Malignant mesothelioma is a disease that is refractory to chemotherapy. Therefore, the objective of this multi-institutional, cooperative group Phase II trial was to determine the efficacy of dihydro-5-azacytidine (DHAC), a pyrimidine analogue, in the treatment of malignant mesothelioma.

METHODS

Forty-one patients with histologically confirmed malignant mesothelioma received 120-hour continuous infusions of DHAC (1,500 mg/m2/day every 21 days) until maximal response, intolerable toxicity, or disease progression.

RESULTS

One patient had a complete response, two had objective partial responses, and four had regression of evaluable disease. The overall response rate was 17%. The one complete responder remains without disease progression at 6 years. Chest pain and nausea were the most common toxicities.
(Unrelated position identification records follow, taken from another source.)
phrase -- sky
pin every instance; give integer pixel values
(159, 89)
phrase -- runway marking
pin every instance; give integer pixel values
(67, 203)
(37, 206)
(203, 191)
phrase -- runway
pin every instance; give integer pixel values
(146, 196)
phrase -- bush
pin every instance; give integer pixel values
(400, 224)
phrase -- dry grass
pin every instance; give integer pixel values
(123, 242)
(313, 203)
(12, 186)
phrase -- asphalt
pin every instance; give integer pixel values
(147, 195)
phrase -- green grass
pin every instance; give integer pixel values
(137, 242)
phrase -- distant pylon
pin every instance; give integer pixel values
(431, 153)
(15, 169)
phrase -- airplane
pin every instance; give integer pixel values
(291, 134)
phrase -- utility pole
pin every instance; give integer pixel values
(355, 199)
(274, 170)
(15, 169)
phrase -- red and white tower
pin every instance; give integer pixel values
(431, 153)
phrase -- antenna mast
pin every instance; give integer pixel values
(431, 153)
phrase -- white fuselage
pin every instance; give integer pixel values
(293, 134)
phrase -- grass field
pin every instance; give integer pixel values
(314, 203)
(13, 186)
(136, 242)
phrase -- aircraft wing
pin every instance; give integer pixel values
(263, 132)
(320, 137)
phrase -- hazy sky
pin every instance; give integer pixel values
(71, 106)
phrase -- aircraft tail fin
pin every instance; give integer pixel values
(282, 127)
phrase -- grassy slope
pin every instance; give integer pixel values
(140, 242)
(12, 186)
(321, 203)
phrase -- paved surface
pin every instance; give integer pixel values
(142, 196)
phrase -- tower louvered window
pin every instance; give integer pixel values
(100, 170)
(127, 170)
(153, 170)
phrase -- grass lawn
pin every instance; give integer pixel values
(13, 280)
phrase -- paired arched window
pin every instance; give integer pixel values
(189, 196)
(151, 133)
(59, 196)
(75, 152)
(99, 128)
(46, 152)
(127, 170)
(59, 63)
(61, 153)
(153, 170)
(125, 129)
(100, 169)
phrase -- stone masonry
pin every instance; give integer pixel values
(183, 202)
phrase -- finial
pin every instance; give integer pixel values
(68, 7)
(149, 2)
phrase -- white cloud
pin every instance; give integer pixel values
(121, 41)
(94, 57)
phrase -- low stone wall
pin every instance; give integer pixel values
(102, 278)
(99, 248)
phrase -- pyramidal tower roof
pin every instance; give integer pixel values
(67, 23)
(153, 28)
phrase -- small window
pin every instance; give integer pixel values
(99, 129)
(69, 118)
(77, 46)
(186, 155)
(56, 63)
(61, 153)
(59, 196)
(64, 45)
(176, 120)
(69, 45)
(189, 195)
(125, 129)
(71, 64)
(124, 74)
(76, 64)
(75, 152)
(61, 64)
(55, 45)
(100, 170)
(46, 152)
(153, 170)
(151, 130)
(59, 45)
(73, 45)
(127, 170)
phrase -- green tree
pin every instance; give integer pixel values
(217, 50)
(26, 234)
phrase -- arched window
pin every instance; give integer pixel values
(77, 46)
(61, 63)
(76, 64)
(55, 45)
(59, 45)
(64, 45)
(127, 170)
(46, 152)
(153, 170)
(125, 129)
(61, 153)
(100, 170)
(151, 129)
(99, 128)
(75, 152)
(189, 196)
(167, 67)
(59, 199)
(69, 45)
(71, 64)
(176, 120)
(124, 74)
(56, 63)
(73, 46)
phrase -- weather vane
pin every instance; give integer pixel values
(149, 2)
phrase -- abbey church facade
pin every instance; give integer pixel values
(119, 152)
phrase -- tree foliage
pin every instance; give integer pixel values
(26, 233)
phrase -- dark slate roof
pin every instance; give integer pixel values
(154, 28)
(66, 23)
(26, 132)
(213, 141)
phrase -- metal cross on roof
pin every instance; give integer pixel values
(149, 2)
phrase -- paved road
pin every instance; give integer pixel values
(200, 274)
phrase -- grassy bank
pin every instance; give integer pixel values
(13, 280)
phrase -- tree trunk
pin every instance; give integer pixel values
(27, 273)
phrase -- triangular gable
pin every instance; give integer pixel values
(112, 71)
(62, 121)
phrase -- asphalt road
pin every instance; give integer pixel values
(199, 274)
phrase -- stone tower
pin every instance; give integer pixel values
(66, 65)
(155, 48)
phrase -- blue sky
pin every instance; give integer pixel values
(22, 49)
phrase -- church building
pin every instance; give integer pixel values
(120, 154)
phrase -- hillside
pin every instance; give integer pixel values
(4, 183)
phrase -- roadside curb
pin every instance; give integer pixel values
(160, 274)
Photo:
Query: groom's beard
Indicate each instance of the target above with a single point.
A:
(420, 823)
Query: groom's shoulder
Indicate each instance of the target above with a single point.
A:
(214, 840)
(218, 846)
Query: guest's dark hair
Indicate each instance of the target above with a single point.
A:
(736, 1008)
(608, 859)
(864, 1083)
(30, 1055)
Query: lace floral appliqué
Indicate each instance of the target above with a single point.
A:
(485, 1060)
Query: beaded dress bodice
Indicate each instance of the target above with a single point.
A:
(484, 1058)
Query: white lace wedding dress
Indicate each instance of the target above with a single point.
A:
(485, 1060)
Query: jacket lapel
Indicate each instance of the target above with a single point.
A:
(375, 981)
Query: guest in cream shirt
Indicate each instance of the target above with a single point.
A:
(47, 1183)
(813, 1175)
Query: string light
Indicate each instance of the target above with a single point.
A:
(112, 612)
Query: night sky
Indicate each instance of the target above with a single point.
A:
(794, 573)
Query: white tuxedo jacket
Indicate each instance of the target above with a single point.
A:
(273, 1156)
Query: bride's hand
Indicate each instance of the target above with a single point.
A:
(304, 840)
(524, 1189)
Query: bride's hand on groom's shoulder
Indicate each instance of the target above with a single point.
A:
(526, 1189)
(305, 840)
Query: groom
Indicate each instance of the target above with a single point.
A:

Supraventricular tachycardia and pericardial effusion occurred in 20% and 15% of patients, respectively. In most patients, gastrointestinal effects were manageable. There was no significant hematologic toxicity.

CONCLUSIONS

In malignant mesothelioma, a disease that is refractory to chemotherapy, dihydro-5-azacytidine has definite antitumor activity. Its modest hematologic toxicity profile favors its use in combination with other agents. Caution regarding cardiac arrhythmias and pericardial effusion is necessary.